Snail People, Rotting Robo-Sharks, and a Whole Lotta Penises

Not one, not two, but THREE weird graphic novels.  The quality of weirdness might be relative, but I think most will agree that these three are, indeed, weird... and not always in a good way.


Yeah, I think that relationship is pretty much over...

1. Gyo

This was the first I read, and for that reason it's hardest to remember.  As I recall a young Japanese couple visits an ocean resort, and then these weird marine animals start appearing.  The marine animals in question are actually dead, and this multi-legged, nanotechnological organism is somehow animating them and is, of course, up to no good.  The multi-legged, nanotechnological organism eventually works its way up to people, and when they're not infecting others with a multi-legged, nanotechnological virus they're expelling foul gases from various orifices.  I remember there being some kind of weird circus part at the end, and that the hero is sadly unable to rescue his girlfriend from her fate as a rotting, nanotechnologically animated corpse.  (So sad)

There's a great "bonus chapter" that has nothing to do with multi-legged, nanotechnological organisms.  People somewhere in Japan discover these human-shaped caves in the side of a mountain, and individuals throughout the area are inexplicably drawn to enter specific caves, where each of them is slowly elongated through some likewise unexplained process that draws them through the mountain to another, distorted cave on the other side.  Human Play-doh!  That sucks!

Try going to work with THAT on your face!

2. Uzumaki

Of the three weird comics discussed here, this is by far my favorite.  I'm not sure if "Uzumaki" translates into "spirals," but that's what this comic is about.  People get obsessed by spirals.  People TURN INTO spirals.  People also turn into snails (which have shells which have spirals).  Villages are reconfigured into spiral patterns.  And ultimately the last to survive visit an underground spiral world that was sitting right under their village the whole time.
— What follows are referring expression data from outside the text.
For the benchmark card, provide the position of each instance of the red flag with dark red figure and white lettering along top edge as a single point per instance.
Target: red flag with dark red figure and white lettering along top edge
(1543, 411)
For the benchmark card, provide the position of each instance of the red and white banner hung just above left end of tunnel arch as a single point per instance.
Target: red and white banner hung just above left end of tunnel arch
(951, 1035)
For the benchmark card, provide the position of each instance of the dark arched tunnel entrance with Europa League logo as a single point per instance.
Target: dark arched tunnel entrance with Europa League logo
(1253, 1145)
Uzumaki is F*CKING GREAT.  Really, you should find a copy and read it as soon as possible.  Of course it's completely unscientific, and of course some of the things the characters do make no sense, but as an example of dream logic used in comic books it F*CKING WINS.  I'll probably go read it again later today.

Penises!  Vaginas!  It's all so deep, right?

3. Black Hole

This is the American, Eisner Award-winning version of weirdness.  It's the 70s, it's high school, and people are doing a lot of drugs and having a lot of sex.  The only trouble is that some of them may be passing around a virus that might be making them mutate in a variety of ways.  They grow little mouths on their necks, they develop horns, you get the picture.

Oh, and there are A LOT of penises in this comic book.  Breasts, too.  People spend a lot of time fantasizing about "getting away" - which makes sense because it's Seattle and it's raining all the time - but sometimes their dreams of "getting away" end in bizarre firearm-related altercations in the local KFC.

And you know the difference between Gyo, Uzumaki, and Black Hole?  Gyo and Uzumaki are fun, while Black Hole is the biggest pile of pretentious bullsh*t I've forced myself to read in a long time.  I get that readers of recent Image Comics titles* will probably RAVE over it, but f*ck man, Black Hole is some boring, repetitive sh*t.

F*CK the Eisner Awards too, by the way.  Those awards have been meaningless for years now.

Related Entries:

"Flashpoint" by Geoff Johns and Andy Kubert (2011)

*Hey, I like Saga too.  And a few other Image titles besides.  But you'll have to admit they make a higher-than-average percentage of pretentious crap.